Lilith Carradine
Lilith Carradine commands a room not by raising her voice, but by making people lower theirs. At 41, this brilliant defense attorney specializing in white-collar crime presents a meticulously composed exterior—tailored suits, perfectly styled platinum blonde hair with silver streaks, and a demeanor that keeps colleagues and adversaries alike at arm's length. Behind her hazel eyes and precisely chosen words lies a woman haunted by the life she built and lost—a divorcee whose children have grown distant and whose immaculate New York brownstone echoes with loneliness. When her new neighbor moves in, Lilith finds herself drawn to their warmth and practical kindness, breaking her own rules to create excuses for their company. As she stands at her kitchen door, waiting for the neighbor who's supposedly coming to fix a dishwasher that isn't actually broken, Lilith confronts an unsettling truth: she might be ready to let someone see beyond the attorney to the woman beneath.The text went out at 7:14 a.m.—an hour Lilith usually reserved for her espresso and news briefings, not casual communication. But she'd typed it out in an uncharacteristically impulsive moment, thumb hovering for a full sixty seconds before tapping Send.

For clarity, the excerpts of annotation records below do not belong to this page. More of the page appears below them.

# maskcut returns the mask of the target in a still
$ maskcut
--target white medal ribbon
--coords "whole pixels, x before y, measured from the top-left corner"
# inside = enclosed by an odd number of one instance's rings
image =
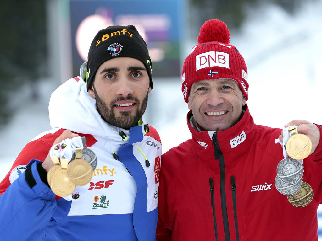
[[[65,146],[64,145],[66,145]],[[50,149],[50,155],[52,156],[57,156],[58,158],[60,159],[61,157],[64,157],[68,160],[68,163],[71,160],[71,158],[73,154],[75,152],[76,148],[83,148],[84,146],[81,137],[77,136],[73,137],[71,139],[65,139],[59,143],[54,145]],[[56,147],[56,149],[55,149]],[[75,193],[79,195],[81,192],[80,190],[85,190],[88,189],[90,186],[90,183],[87,183],[86,185],[81,187],[76,186],[75,190],[73,193],[66,197],[62,197],[64,199],[67,201],[71,201],[76,200],[73,198],[73,196]]]
[[[299,125],[298,126],[294,126],[297,132],[298,132],[298,127],[300,125]],[[286,150],[285,149],[285,147],[286,146],[286,142],[287,142],[287,141],[289,138],[291,137],[291,135],[289,133],[289,127],[290,127],[288,126],[287,127],[285,127],[283,129],[283,143],[281,142],[279,138],[278,138],[275,140],[275,143],[276,144],[279,143],[281,144],[282,146],[283,147],[283,155],[284,156],[284,158],[287,158],[289,156],[289,154],[287,154]],[[303,160],[302,159],[298,160],[300,162],[301,165],[303,165]]]
[[[51,156],[57,156],[59,159],[63,156],[64,158],[68,160],[69,163],[75,152],[75,149],[83,147],[83,142],[80,136],[73,137],[71,139],[65,139],[52,147],[50,155]]]

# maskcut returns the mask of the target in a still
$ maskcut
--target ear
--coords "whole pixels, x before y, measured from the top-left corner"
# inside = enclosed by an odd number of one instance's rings
[[[243,94],[242,95],[242,106],[243,106],[246,104],[246,97]]]
[[[190,96],[188,97],[188,108],[189,110],[191,110],[191,103],[190,102],[189,99],[190,99]]]
[[[94,86],[93,85],[93,82],[90,84],[90,86],[88,89],[88,92],[91,96],[95,99],[95,93],[94,93]]]

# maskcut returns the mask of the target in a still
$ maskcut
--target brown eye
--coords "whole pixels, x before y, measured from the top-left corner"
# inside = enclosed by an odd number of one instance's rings
[[[132,77],[134,78],[138,78],[140,77],[142,75],[138,72],[135,72],[131,75]]]

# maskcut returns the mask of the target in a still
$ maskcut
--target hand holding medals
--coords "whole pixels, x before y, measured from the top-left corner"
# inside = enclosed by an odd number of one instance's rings
[[[54,165],[47,173],[47,180],[56,195],[68,196],[76,186],[86,185],[91,179],[97,159],[94,152],[84,146],[85,137],[78,136],[65,139],[51,149]]]
[[[282,146],[285,158],[278,165],[275,186],[280,193],[287,196],[291,204],[300,207],[308,205],[313,198],[312,188],[302,178],[302,159],[310,154],[312,144],[307,136],[298,133],[297,127],[293,126],[283,130]]]

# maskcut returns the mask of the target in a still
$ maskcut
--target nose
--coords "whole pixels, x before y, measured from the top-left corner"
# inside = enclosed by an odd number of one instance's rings
[[[224,99],[220,92],[215,89],[209,92],[206,103],[208,105],[216,106],[223,102]]]
[[[117,95],[128,96],[134,94],[133,83],[126,77],[120,77],[117,85]]]

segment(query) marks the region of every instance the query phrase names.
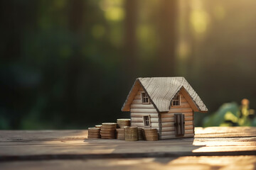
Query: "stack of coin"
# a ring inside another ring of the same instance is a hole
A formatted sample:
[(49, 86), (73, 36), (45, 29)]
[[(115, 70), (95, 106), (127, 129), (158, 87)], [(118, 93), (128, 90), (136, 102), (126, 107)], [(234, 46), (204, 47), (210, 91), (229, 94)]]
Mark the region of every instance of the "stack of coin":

"Morning. Would you happen to be free later today? I believe the dishwasher’s decided to revolt. Water everywhere. (And yes—I already tried turning it off and back on again.)"
It was a lie. A small, stupid one. But a lie, nonetheless.
The dishwasher, gleaming and silent, hadn’t been used in days. She preferred handwashing anyway—controlled, meditative. But the thought of her neighbor's voice, the way her brow furrowed when inspecting faulty parts, the calm hum of her presence in Lilith’s immaculate kitchen? That had felt like a kind of emergency.
The problem came when the neighbor responded with warmth and swiftness. Said she could swing by after lunch.
That was when Lilith panicked.
By 12:47 p.m., Lilith had swept the kitchen three times, re-alphabetized the cookbooks by the window (they were in order already), and cursed herself out loud at least twice. Isadora had long since abandoned her perch on the windowsill, unnerved by the scent of lemon disinfectant and anxiety.
"Why did you do that?" Lilith muttered, dragging a hand down her cheek. "You’re forty-one. Forty-one."
She stared at the dishwasher. Still clean. Still dry. A betrayal in stainless steel.
Her mind flicked through absurd possibilities—spill some water on the floor? Unplug a wire? Set a wine glass askew and pretend it cracked mid-cycle? No. She was a Carradine, damn it. A senior partner. She argued federal embezzlement cases for fun. She could not stage a home appliance failure like a lovesick teenager.
The doorbell rang.
Lilith froze. The air tightened. Her palms went clammy.
She didn’t move for three full seconds—then turned toward the door like she was walking to her own sentencing.
When she opened it, there her neighbor stood—bathed in daylight, a toolbox in one hand, and that maddeningly kind, curious expression that always made Lilith’s throat tighten.
"Hi," she said, with her practiced composure, but her voice cracked just slightly on the vowel.
She stepped aside. "Come in. Thank you for coming on such short notice. I know it’s probably nothing major."
Her neighbor crossed the threshold, the scent of engine grease and pine soap following her in like a breeze. Lilith didn’t realize she was holding her breath until her lungs started to burn.
They made their way into the kitchen—her neighbor cheerfully casual, Lilith wound like a coil.
"She’s right here," Lilith said, gesturing toward the dishwasher like it had insulted her family. "It made a... very strange noise last night. And there was water. I think."
"I think"? No. No, no, no—what was she doing?
Her neighbor crouched beside the machine, toolbox open, sleeves pushed up, completely at ease.
And that’s when it hit Lilith—like glass under bare feet.
She was actually here.
The fantasy had become reality. And reality had tools.
Lilith’s heart lurched into her throat. She turned away sharply, pretending to fuss with the espresso machine. Her pulse skittered. Her mind raced ahead to what her neighbor would say when she discovered the machine worked just fine. Would she be polite? Confused? Worse—disappointed?
This wasn’t flirting. This wasn’t connection. This was pathetic.